Early instruments and modern settings combine for a new recording of Shakespeare's Sonnets

Andrew Everard
Friday, April 20, 2012

Monday is both St George's Day and Shakespeare's birthday, as you may have noticed from the current blizzard of Bard-related interest as part of the preparations for the 'Cultural Olympiad'.

Of course, April 23rd is more of an official birthday of convenience – the Swan of Avon may have been baptised on April 26, 1564, but like so much about Shakespeare, his actual date of birth isn't known. However, he did apparently die on April 23, 1616, so if the birthdate is correct, that would have made for a neat, if relatively short – by modern standards – life.

Anyway, to mark what is quite possibly his 448th birthday, Monday sees the release of a new disc of settings of Shakespeare sonnets, the latest project of Robert Hollingworth, who won Gramophone's 2011 Early Music Award for his disc including Striggio's Mass in 40 Parts with his vocal group I Fagiolini.

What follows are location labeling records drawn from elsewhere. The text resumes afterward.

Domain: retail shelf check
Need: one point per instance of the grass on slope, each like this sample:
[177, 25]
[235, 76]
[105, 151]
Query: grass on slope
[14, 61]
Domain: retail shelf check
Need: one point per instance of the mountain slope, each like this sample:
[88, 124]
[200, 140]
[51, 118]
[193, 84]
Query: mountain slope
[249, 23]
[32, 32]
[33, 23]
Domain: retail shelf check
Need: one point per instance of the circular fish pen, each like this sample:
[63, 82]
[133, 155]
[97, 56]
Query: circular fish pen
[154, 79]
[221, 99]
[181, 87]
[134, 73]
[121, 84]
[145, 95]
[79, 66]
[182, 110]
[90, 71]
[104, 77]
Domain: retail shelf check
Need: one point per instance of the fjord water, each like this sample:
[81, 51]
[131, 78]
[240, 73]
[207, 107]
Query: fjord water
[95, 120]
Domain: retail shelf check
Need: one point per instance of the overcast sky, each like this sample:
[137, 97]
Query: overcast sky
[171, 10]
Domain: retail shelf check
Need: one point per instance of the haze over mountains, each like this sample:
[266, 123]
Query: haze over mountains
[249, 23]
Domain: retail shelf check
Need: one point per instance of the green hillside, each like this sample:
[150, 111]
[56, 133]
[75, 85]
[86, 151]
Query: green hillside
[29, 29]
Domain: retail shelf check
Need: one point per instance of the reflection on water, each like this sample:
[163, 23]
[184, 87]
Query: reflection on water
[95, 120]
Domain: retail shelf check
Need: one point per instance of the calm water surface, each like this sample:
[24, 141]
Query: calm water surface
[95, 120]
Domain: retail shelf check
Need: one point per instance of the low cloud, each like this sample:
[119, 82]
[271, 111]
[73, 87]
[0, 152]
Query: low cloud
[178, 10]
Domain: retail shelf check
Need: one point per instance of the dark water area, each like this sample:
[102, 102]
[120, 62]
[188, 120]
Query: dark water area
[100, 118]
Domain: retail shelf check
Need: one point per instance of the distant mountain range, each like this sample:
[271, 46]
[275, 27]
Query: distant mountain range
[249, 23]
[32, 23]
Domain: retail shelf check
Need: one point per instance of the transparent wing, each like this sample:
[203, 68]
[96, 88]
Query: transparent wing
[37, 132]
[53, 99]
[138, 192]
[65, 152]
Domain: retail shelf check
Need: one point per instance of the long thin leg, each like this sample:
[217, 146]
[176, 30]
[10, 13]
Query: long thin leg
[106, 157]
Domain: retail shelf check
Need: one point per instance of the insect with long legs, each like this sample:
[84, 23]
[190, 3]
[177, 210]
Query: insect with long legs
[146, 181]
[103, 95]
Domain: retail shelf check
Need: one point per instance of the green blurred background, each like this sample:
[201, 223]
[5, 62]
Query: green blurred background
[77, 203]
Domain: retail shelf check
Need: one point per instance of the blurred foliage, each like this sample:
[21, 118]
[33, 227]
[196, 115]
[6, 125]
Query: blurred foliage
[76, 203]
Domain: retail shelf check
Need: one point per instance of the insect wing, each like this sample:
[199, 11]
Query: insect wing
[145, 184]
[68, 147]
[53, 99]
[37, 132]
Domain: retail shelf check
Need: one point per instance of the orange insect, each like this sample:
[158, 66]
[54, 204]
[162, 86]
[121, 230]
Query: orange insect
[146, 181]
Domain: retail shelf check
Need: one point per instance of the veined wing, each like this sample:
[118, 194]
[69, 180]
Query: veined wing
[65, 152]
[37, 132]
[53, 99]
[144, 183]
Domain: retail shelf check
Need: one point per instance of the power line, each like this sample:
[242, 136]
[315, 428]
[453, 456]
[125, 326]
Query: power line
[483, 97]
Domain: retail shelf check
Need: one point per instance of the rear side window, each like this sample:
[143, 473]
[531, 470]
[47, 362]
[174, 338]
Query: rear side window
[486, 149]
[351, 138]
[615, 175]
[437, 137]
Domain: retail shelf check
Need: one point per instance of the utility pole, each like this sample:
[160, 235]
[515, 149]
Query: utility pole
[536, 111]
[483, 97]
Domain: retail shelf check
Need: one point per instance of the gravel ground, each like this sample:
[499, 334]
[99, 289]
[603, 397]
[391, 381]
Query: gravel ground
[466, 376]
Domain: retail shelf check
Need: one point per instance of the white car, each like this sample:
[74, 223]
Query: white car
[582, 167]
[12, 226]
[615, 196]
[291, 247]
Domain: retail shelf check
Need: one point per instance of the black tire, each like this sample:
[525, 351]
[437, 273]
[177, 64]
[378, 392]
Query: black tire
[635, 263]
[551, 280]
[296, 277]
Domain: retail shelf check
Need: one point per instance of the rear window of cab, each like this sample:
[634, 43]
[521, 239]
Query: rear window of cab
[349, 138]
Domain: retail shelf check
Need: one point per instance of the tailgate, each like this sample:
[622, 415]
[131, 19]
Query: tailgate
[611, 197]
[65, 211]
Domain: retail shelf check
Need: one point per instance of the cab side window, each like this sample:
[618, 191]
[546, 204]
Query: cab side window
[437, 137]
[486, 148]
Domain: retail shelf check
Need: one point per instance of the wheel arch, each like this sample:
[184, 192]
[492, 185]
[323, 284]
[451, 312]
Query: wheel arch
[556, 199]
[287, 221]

Hollingworth directed the whole six-month recording project, which features British musicians from a variety of genres performing new arrangements of 11 of the sonnets.

These range from I Fagiolini's a cappella rendition of Sonnet 115, here taking its title from the couplet to give the very modern-sounding title Love is a Babe, to perhaps the best-known Sonnet, Shall I Compare Thee To A Summer's Day, performed by folk-singer Cara Dillon.

You can hear more of the performances by clicking here, or watch a short video on the project by clicking here .

For the recording, modern instruments combine with viols, cornets, sackbuts, curtals, shawms, lutes, a harpsichord, virginals, dulcimer and early trumpet. Even the drums are renaissance style, played by leading session drummer Geoff Dugmore, who's worked with rock artists including Rod Stewart, Tina Turner and Robbie Williams.

Erin Headley plays the lirone on the disc – an instrument now played by only a very few performers, not least due to its reputation for being fiendishly tricky!

Headley, widely acknowledged as the leading exponent of the instrument and director of early music ensemble Atalante, has been greatly responsible for bringing the instrument back into modern usage, and has written about it for The New Grove and the Grove Dictionary of Musical Instruments.

Also featured is the theorbo: it's played by lutenist Lynda Sayce, who also contributes lutes and Renaissance guitars to the project, and is director of lute ensemble Chordophony and a lute scholar and teacher. She also maintains an online resource about the theorbo.

The instrument used for the recording is a replica of an original made by Magno Dieffopruchar III in Venice in 1608, and now in the Royal College of Music's Donaldson collection.

The modern version was made by luthier David Van Edwards and – as Sayce acknowledges – 'is a BIG instrument'. Not surprisingly – well actually, very surprisingly! –, she also has a 'folding' travel theorbo, also made by Van Edwards, which is apparently somewhat more airline-friendly.

For those with a deeper interest in the matter, there's a fascinating piece on flying with lutes on Sayce's website.